Expression of substance P by AB fibres is known to underly tactile allodynia, and substance P binding potentiates glutamate responses during central sensitisaiton.
However, NK1R antagonists are ineffective in clinical trials, depsite showing analgesia in animal models.
This is unlikely to be due to 'species differences' in the role of substance as it shows remarkable similarities in the distribution of both the peptide and NK1 receptors in the dorsal horn of the spinal cord. Furthermore, these mice have shown predictive validity for other analgesics,
It has been hypothesised that NK1R antagonism actually attenuates the response to stressful stimuli per say - as it reliably alters responses to maternal separation models, for example. This effect may therefore alter animal behavioural responses to stressful stimuli including pain - but this isn't sufficient to induce analgesia in clinic.

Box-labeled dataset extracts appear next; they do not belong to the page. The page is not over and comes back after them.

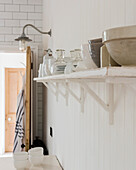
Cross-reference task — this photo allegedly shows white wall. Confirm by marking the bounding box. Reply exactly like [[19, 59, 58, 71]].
[[0, 0, 43, 138], [43, 0, 136, 170], [0, 53, 26, 154]]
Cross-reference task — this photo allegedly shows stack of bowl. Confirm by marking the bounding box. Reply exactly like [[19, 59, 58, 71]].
[[28, 147, 43, 166], [13, 152, 28, 169]]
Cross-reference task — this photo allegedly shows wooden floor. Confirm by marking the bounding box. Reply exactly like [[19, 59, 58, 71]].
[[0, 155, 62, 170]]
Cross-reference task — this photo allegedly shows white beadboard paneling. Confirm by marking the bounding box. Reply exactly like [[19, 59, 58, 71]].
[[13, 12, 27, 20], [0, 5, 4, 11], [20, 5, 34, 12], [0, 20, 4, 27], [125, 0, 136, 25], [20, 20, 34, 27], [35, 5, 43, 13], [28, 13, 42, 20], [5, 20, 20, 27], [0, 35, 5, 41], [0, 27, 12, 34], [13, 0, 27, 4], [0, 12, 12, 19], [0, 0, 12, 4], [28, 0, 42, 5], [5, 5, 19, 12], [0, 0, 42, 138], [43, 0, 136, 170]]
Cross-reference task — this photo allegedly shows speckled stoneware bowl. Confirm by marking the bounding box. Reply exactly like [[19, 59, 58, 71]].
[[102, 25, 136, 65]]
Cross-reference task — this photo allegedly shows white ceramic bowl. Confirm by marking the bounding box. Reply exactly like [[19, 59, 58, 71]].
[[102, 25, 136, 65], [28, 147, 43, 156], [14, 160, 28, 169], [29, 155, 43, 165], [13, 152, 28, 161]]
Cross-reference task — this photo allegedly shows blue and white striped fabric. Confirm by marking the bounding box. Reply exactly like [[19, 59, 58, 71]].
[[13, 90, 25, 152]]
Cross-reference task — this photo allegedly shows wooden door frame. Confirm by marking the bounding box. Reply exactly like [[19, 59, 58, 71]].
[[0, 44, 38, 154], [4, 67, 26, 152]]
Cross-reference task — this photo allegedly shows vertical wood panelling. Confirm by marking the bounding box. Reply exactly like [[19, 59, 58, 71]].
[[44, 0, 136, 170]]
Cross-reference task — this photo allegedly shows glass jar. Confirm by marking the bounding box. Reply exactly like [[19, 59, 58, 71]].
[[70, 49, 82, 68], [43, 49, 55, 77], [51, 49, 66, 74]]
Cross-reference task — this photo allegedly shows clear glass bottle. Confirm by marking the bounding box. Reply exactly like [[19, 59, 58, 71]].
[[43, 49, 55, 77], [70, 49, 82, 68], [51, 49, 66, 74]]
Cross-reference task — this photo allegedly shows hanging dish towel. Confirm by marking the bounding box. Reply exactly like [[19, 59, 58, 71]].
[[13, 90, 25, 152]]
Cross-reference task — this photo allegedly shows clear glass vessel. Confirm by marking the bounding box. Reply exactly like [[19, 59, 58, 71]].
[[70, 49, 82, 67], [51, 49, 66, 74]]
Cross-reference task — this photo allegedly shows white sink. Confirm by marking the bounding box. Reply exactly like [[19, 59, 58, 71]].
[[102, 25, 136, 65]]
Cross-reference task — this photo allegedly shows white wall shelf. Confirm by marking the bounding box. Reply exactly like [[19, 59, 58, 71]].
[[34, 66, 136, 125]]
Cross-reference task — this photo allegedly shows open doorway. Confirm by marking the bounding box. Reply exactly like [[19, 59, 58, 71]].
[[0, 53, 26, 155]]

The use of chimeric compounds that contain NK1R antagonist and an opioid agonist are currently being investigated, as there is a possibility that NK1R may reduce the dose of opioids needed for efficacy.
What are the side effects of NSAIDs?
Their side effects severely limit their usage. These include gastrointestinal complications from milder dyspepsia to serious life‐threatening GI bleeding.
They also lead to nephropathy (damage and injury to the kidneys). Inhibition of cyclooxygenase reduced PGE2 (function of NSAIDs) but this causes reduced blood flow to the inner renal papillae of the kidneys, causing tissue death. In healthy individuals this does not occur normally (due to compensation) except when paracetamol and ibuprofen are combined.